Taking just three minutes before you climb into bed to release the tension built up in your hips, lower back, and shoulders sends a clear signal to your brain that it is safe to sleep.
Here is a simple, gentle 9-stretch evening routine designed to melt away your daily stress and prepare you for a deeply restorative night's rest.
🧘♀️ The 3-Minute Bedtime Release Routine
🦸♀️ 1. Hero Pose (20 Seconds): Kneel comfortably on your mat or bed with your shins tucked beneath you and sit back on your heels. Keep your spine long and tall. This gently stretches your tired thighs and ankles while encouraging deep, grounding belly breaths.
🙇♀️ 2. Child’s Pose (20 Seconds): From your kneeling position, separate your knees, bring your big toes to touch, and stretch your arms out long in front of you, lowering your forehead to the floor. This completely relaxes your lower back and calms a racing mind.

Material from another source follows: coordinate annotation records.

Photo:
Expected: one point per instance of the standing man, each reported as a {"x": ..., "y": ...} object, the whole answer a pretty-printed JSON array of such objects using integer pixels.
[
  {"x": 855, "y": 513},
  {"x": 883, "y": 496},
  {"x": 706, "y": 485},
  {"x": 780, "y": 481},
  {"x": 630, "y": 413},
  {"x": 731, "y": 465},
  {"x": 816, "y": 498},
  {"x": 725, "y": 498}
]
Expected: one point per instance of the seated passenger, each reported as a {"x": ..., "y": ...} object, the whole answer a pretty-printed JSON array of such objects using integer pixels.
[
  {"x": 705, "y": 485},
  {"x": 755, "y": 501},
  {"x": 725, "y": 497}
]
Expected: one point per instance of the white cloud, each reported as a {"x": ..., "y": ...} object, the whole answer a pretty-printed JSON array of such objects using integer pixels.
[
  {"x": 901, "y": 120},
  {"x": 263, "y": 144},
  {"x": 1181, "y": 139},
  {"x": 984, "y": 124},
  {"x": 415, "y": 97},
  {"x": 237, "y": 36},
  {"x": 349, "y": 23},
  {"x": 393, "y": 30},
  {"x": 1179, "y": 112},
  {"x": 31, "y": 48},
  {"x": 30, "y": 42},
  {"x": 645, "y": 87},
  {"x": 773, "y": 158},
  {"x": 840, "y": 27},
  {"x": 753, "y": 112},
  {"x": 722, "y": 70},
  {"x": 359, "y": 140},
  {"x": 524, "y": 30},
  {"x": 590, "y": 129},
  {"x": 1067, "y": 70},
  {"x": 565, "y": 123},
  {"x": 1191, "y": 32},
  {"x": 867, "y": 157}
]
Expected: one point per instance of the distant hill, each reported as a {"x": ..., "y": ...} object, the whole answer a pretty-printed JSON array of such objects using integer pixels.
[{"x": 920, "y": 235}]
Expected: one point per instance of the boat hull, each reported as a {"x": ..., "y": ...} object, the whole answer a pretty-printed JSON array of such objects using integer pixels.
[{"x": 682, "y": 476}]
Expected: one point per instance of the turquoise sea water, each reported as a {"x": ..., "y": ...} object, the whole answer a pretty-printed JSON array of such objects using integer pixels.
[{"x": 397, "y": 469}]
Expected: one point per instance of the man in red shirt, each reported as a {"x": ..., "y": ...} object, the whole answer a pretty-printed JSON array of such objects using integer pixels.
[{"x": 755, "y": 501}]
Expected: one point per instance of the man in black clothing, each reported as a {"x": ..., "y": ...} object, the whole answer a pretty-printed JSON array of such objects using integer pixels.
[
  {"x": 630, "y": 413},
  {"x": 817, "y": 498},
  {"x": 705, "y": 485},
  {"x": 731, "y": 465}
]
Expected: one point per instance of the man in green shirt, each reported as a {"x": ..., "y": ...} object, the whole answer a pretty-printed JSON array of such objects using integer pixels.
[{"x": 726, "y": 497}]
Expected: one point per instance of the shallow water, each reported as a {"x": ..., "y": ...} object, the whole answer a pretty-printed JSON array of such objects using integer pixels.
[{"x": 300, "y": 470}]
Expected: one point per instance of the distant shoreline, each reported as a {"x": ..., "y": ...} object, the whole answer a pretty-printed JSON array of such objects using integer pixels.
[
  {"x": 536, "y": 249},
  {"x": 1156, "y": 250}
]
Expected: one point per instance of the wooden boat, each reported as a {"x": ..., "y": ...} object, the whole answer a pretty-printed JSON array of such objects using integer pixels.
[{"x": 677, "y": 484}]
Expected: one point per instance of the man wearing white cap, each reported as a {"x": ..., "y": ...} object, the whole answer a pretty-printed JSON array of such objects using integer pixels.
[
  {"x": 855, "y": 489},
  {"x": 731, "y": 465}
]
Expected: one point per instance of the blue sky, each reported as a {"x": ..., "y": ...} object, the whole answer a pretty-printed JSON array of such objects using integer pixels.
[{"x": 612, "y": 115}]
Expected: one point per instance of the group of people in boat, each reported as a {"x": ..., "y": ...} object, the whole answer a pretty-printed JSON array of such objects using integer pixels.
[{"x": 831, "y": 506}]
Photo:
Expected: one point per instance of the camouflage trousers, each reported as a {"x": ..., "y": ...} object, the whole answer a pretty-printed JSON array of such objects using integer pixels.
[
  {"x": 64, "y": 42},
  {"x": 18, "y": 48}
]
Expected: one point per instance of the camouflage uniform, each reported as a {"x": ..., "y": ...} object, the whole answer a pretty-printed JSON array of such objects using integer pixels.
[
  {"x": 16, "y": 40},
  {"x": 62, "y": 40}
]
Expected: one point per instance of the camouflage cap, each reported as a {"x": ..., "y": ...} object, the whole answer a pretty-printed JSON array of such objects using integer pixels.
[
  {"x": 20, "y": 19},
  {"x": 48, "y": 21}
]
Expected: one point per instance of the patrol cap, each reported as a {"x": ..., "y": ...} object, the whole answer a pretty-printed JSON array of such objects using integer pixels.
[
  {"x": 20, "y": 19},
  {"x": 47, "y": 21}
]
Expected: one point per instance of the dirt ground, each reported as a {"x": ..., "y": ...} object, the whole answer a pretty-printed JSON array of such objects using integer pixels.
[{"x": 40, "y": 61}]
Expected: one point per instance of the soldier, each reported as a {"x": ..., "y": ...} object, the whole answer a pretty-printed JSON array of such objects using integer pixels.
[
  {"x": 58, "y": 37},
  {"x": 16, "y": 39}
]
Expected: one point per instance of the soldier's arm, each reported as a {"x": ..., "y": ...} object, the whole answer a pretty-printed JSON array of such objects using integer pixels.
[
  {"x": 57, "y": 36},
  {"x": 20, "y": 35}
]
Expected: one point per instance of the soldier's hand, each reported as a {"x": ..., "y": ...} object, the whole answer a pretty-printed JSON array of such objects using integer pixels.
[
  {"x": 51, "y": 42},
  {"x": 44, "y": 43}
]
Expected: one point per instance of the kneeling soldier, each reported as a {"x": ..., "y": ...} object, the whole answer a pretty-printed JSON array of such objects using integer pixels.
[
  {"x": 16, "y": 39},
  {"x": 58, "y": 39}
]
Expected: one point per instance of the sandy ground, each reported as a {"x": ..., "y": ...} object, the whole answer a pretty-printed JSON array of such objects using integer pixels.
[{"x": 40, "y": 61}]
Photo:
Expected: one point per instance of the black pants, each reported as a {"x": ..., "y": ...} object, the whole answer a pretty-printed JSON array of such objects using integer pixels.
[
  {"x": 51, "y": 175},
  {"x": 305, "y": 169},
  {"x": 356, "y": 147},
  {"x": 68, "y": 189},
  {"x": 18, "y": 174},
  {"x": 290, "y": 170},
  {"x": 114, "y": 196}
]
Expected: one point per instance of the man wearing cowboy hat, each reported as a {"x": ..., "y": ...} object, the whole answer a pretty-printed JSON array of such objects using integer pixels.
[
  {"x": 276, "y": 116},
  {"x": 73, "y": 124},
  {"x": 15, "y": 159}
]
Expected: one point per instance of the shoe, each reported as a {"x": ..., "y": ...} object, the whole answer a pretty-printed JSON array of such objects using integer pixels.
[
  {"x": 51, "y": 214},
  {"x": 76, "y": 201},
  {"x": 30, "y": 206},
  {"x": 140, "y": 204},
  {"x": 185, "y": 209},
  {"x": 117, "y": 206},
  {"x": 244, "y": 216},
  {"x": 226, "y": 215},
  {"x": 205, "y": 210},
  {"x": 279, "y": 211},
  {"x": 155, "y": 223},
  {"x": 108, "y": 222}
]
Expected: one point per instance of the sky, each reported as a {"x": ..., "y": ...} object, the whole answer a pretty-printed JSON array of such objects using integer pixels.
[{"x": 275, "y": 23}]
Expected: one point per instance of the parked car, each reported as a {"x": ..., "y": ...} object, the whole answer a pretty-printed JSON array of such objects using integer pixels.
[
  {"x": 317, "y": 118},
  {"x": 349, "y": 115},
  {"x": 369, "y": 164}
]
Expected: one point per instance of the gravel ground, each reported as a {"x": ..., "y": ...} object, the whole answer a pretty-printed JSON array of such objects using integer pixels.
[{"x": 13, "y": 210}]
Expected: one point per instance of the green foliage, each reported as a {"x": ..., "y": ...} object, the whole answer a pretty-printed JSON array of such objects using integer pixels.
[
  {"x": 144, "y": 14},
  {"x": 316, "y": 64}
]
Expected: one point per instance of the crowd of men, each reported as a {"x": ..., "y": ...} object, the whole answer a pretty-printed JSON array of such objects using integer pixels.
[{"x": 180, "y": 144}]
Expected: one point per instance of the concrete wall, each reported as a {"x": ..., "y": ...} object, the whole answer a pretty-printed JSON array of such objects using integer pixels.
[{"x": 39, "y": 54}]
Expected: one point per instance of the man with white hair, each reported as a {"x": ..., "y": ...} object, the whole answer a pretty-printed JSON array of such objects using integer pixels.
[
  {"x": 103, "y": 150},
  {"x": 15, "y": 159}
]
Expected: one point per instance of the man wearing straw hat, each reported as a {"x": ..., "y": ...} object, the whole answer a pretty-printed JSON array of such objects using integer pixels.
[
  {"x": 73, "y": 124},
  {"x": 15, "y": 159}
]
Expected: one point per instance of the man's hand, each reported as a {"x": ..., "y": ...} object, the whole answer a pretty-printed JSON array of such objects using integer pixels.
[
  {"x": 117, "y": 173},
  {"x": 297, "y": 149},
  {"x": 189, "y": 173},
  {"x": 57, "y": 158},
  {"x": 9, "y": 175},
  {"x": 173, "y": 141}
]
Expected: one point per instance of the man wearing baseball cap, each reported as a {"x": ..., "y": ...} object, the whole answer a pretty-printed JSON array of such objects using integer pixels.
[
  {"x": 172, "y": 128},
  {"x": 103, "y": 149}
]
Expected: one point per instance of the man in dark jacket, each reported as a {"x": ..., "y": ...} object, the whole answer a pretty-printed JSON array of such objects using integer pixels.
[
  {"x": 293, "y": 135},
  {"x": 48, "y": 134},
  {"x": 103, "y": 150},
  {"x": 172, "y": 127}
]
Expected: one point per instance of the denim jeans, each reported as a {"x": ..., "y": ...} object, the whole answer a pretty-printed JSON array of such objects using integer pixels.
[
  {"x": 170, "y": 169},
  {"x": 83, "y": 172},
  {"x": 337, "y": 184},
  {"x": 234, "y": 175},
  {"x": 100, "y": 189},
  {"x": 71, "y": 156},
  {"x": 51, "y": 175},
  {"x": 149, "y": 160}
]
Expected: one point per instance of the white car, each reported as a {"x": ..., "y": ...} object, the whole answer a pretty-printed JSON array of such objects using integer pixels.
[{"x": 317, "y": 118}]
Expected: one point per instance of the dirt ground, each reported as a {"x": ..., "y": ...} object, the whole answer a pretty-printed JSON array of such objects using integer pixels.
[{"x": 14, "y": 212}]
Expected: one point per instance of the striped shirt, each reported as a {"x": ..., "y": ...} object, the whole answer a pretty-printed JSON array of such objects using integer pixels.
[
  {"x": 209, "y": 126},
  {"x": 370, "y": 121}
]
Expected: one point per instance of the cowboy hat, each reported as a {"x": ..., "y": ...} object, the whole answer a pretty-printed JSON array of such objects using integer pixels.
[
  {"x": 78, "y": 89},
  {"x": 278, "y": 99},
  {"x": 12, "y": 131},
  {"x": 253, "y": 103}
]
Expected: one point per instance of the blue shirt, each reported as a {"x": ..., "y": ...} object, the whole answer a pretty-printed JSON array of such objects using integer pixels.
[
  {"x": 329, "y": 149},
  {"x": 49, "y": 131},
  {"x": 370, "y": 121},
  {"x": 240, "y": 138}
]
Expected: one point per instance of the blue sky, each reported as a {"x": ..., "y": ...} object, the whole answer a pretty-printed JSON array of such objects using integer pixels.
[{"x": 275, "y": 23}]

🦮 3. Upward Dog (20 Seconds): Lie down on your stomach, place your hands under your shoulders, and gently press up to lift your chest toward the ceiling. This opens up a tight chest and reverses the slouched posture from sitting at a desk or driving.
🐫 4. Camel Pose (20 Seconds): Kneel high on your shins and place your hands on your lower back for support, then gently lean back to open your throat and heart center. This is a beautiful emotional release stretch that melts away tightly held tension in the shoulders.
🦋 5. Butterfly Fold (20 Seconds): Sit up tall, bring the soles of your feet together, let your knees drop out wide, and gently hinge forward from your hips. This deeply releases tension in tight hips and pelvic muscles, which is where we store most of our daily stress.
🛌 6. Supine Twist (20 Seconds): Lie down on your back, bring your knees up, and let them gently fall over to one side while keeping your shoulders flat on the bed. This wrings out stress from your spine and improves evening digestion.
🌉 7. Bridge Pose (20 Seconds): Lying on your back with knees bent and feet flat on the floor, press into your heels to lift your hips toward the ceiling. This strengthens your glutes and opens up tight hip flexors from a long day of sitting.
🤗 8. Knee-to-Chest (20 Seconds): Draw both knees firmly into your chest and wrap your arms around your shins, giving yourself a gentle hug. This instantly decompresses your entire lower lumbar spine and relaxes your core muscles.
😴 9. Co**se Pose (20 Seconds): Extend your legs out straight, let your feet flop open naturally, and place your arms relaxed by your sides with palms facing up. Close your eyes and focus completely on the weight of your body sinking into your mattress.
💡 Pro Tip: Dim the lights in your bedroom and do these stretches directly on top of your bed right before you turn off the lamp. That way, you can slide straight under the covers while your body is completely loose and relaxed!